The case turned on a technicality. The court ruled other family members knew as early as 1990 about the photos and royalty payments. A court declared the son, Claud Johnson, the musician’s sole heir in 1998.
Under Mississippi’s statute of limitation, the state Supreme Court ruled a legal challenge should have been filed no later than 1994. A lawsuit by other family members over the photos was filed in 2000.
The court rejected arguments that the clock started when Claud Johnson was named sole heir.

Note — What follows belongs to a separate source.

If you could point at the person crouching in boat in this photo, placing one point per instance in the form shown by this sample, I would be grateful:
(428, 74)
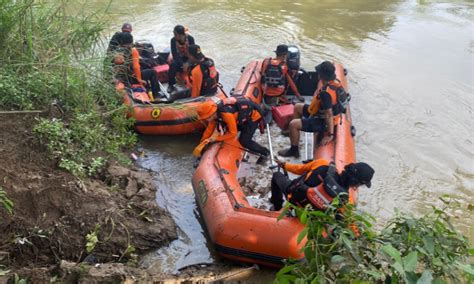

Robert Johnson — who is said to have sold his soul to the devil for prowess on the guitar and whose songs have influenced a host of famous musicians — was destitute when he died in Mississippi in 1938 at age 27. His estate is valuable, partly because of a collection of his recordings that featured a photo of Johnson on its cover and won a Grammy in 1990.
One of the photos is a studio portrait taken of the Mississippi bluesman by Hooks Brothers Studios in Memphis, Tenn. The other photo, known as “the dime store portrait” or “the photo booth self-portrait,” was taken by Robert Johnson himself.
On one side of the dispute were descendants of Johnson’s late half-sister, Carrie Harris Thompson. While they didn’t dispute that the copyrights to Johnson’s musical compositions belong to Claud Johnson, they argued that, as the heirs of Thompson, they were entitled to the fees generated from the Johnson photographs because they were Thompson’s personal property.
On Claud Johnson’s side were also record company representatives and a promoter who had signed a contract with Thompson in 1974 for her rights to Johnson’s work, photographs and other related material. In return, Thompson was to receive royalties that resulted from the promoter’s efforts.
The promoter later signed a deal with CBS Records to release a collection of Robert Johnson’s 29 recorded songs. CBS, later acquired by Sony, released a boxed set of Johnson’s recordings that sold more than a million copies and won the 1990 Grammy for Best Historical Album.
Thompson died in 1983, but her heirs argued they were entitled to royalties.
Claud Johnson, whose parents were not married, found out about his father’s estate in the early 1990s and was later named his father’s sole heir.
Leflore County Circuit Judge Ashley Hines ruled in 2001 that when Claud Johnson was declared the musician’s sole heir, the royalties specified in the 1974 contract were to go to him.
The Supreme Court found in 2004 that the question of whether the photos were the personal property of Carrie Thompson was never litigated. It directed Hines to rule on the issue.
Hines, without a trial, found in 2012 that the statute of limitations had run out on the legal challenge by Thompson’s heirs and the photos were Claud Johnson’s.
Supreme Court Presiding Justice Jess Dickinson, writing in Thursday’s decision, rejected arguments Thompson’s heirs that they didn’t sue because they thought they were the only heirs to the Johnson estate.